Im Rahmen eines Pilotprojektes im Regionalen Naturpark Thal wird ein Inventar der Quell-Lebensräume erstellt, auf dessen Grundlage Quell-Lebensräume nachhaltig erhalten und ökologisch aufgewertet werden sollen. In einer zweiten Phase ist geplant, das Quelleninventar auf den ganzen Kanton Solothurn auszuweiten.
Warum sind Quell-Lebensräume besonders?
Quellen sind einzigartige und faszinierende Lebensräume, welche die Schnittstelle zwischen Grundwasser und Oberflächengewässern darstellen. Einst galten sie als Ursprung des Lebens, Sinnbild für Reinigung und Wiedergeburt, Schauplatz von Mythen und Sagen und Heimat von Gottheiten - Heute sind Quellen fast in Vergessenheit geraten und stark bedroht.

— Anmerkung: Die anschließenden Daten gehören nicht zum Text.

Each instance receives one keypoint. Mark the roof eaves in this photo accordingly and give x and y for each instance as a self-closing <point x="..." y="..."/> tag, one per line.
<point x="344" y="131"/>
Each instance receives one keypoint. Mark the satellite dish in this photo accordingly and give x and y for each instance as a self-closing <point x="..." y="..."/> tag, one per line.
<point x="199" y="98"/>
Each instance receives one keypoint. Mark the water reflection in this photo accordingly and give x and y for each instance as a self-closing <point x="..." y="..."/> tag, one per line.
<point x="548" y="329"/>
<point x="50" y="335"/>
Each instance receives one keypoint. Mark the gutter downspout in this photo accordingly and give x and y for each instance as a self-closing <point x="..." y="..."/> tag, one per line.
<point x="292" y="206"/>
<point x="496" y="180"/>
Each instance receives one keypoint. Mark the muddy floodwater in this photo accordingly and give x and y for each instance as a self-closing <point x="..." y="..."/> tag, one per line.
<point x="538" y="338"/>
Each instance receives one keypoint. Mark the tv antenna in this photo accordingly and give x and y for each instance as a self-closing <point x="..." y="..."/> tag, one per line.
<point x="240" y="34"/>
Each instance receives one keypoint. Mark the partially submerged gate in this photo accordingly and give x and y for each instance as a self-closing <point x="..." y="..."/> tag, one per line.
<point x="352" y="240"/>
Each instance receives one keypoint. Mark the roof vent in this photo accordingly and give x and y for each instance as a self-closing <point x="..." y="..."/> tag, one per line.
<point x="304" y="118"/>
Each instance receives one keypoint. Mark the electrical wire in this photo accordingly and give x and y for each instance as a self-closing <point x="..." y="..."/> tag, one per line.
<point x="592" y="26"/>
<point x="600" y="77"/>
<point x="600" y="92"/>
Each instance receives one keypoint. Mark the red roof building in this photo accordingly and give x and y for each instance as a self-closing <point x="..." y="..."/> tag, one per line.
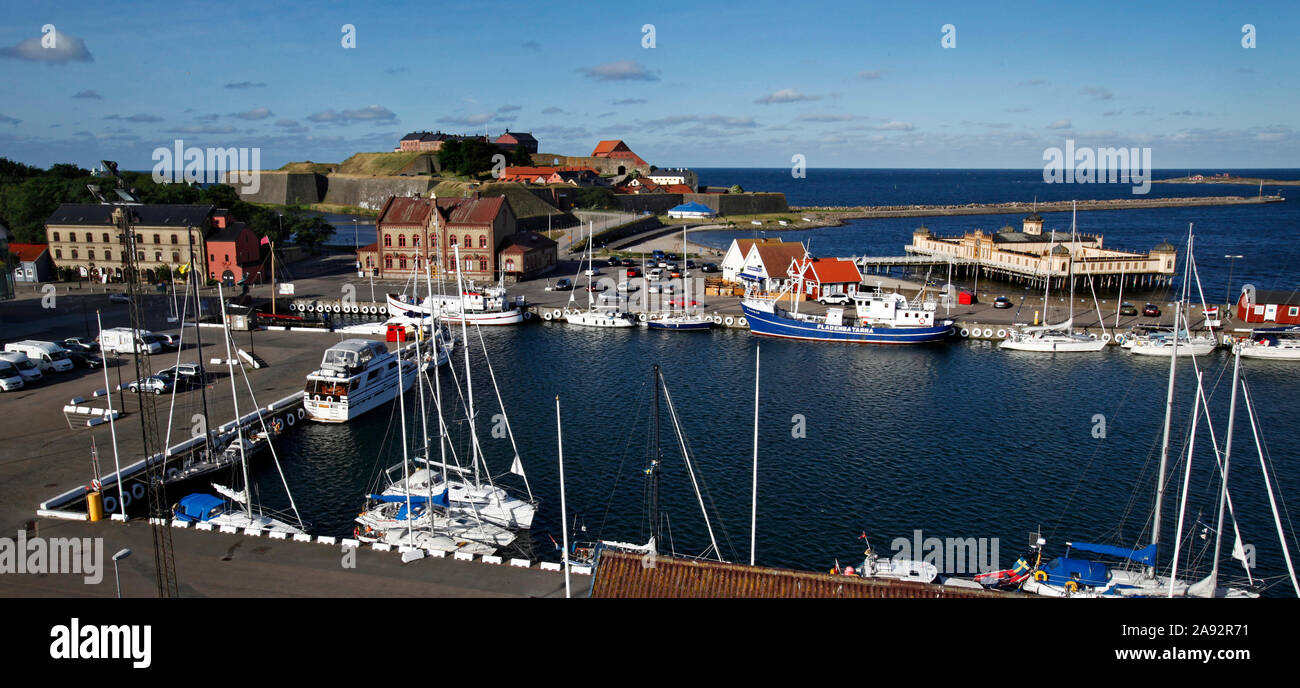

In den ersten 5-10 m nach einem Quellaustritt leben vorwiegend spezialisierte Tier- und Pflanzenarten. Anders als in den meisten Fliessgewässern sind die Bedingungen hier aussergewöhnlich, da die Temperaturen konstant und der Sauerstoff- und Nährstoffgehalt gering sind. Diese speziellen Bedingungen sowie die Strukturvielfalt in Quelllebensräumen sind für viele Organismen, wie beispielsweise einige Stein- und Köcherfliegenarten, essentiell. Neben der artenreichen Fauna (~ 100 Arten), von der heute ca. 73 % der Arten bedroht sind, kommen in Quelllebensräumen auch spezialisierte Moose und Kieselalgen vor.
Was ist passiert?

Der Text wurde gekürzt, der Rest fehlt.